Laut Swingle führen EPA und NREL gemeinsam Machbarkeitsstudien an 13 kontaminierten Standorten durch, um festzustellen, was getan werden muss, um die Standorte für Projekte zur Nutzung erneuerbarer Energien nutzbar zu machen.

Darüber hinaus hat die EPA 15 verlassene Hardrock-Minen (hauptsächlich im Westen) ausfindig gemacht, die ideale Standorte für Windparks sein könnten.

"Wir wollen diese kontaminierten Standorte vorantreiben und diese Dinge wirklich dazu ermutigen," besagter Shahid Mahmud, Cochairman der nationalen Bergbaunationalmannschaft der Bundesagentur. "Denn je schneller wir es schaffen, desto besser sind wir in Bezug auf Umwelt und Klimawandel."
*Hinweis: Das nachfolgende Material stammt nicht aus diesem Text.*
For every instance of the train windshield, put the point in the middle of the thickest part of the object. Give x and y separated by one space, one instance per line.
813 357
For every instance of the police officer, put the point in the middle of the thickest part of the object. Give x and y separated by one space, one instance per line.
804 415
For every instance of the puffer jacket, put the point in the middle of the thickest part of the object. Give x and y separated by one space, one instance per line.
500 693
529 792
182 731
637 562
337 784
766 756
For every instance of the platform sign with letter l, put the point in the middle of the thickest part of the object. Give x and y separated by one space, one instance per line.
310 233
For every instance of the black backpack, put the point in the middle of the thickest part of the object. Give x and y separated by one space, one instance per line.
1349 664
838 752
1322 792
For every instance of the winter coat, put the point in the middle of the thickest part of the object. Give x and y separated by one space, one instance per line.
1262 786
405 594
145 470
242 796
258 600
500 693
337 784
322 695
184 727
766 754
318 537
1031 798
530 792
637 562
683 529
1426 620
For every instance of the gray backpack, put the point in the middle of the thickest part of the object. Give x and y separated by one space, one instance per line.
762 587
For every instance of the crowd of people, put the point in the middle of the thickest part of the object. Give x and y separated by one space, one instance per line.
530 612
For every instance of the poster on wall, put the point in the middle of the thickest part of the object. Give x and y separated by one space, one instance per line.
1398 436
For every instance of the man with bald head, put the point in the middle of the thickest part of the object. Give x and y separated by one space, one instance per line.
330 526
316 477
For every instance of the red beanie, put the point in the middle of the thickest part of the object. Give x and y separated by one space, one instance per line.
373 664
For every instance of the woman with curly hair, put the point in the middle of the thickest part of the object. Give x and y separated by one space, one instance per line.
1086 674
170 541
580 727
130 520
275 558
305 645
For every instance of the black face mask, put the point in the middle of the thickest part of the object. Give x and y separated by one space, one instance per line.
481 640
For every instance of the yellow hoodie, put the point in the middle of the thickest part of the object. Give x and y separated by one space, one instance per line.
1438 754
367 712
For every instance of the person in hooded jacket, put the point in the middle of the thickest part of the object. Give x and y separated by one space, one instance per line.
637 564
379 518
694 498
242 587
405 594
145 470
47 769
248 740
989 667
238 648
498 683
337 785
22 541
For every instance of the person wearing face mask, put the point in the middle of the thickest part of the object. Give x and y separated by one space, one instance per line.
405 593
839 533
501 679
Bisher können sowohl die Industrie als auch die Umweltschützer von dem Deal profitieren, ein seltener Gewinn für zwei Seiten, die sich selten einig sind. Darüber hinaus werden durch die Sanierung verlassener Standorte zu sauberen Energiezentren im ganzen Land Arbeitsplätze geschaffen.

“Dies sind Standorte, an denen Sie nicht viel Widerstand für die Wiederverwendung haben, in Bereichen, in denen sie wirklich Jobs brauchen”, sagte Soji Adelaja, Direktor des Land Policy Institute der MSU in East Lansing, Michigan.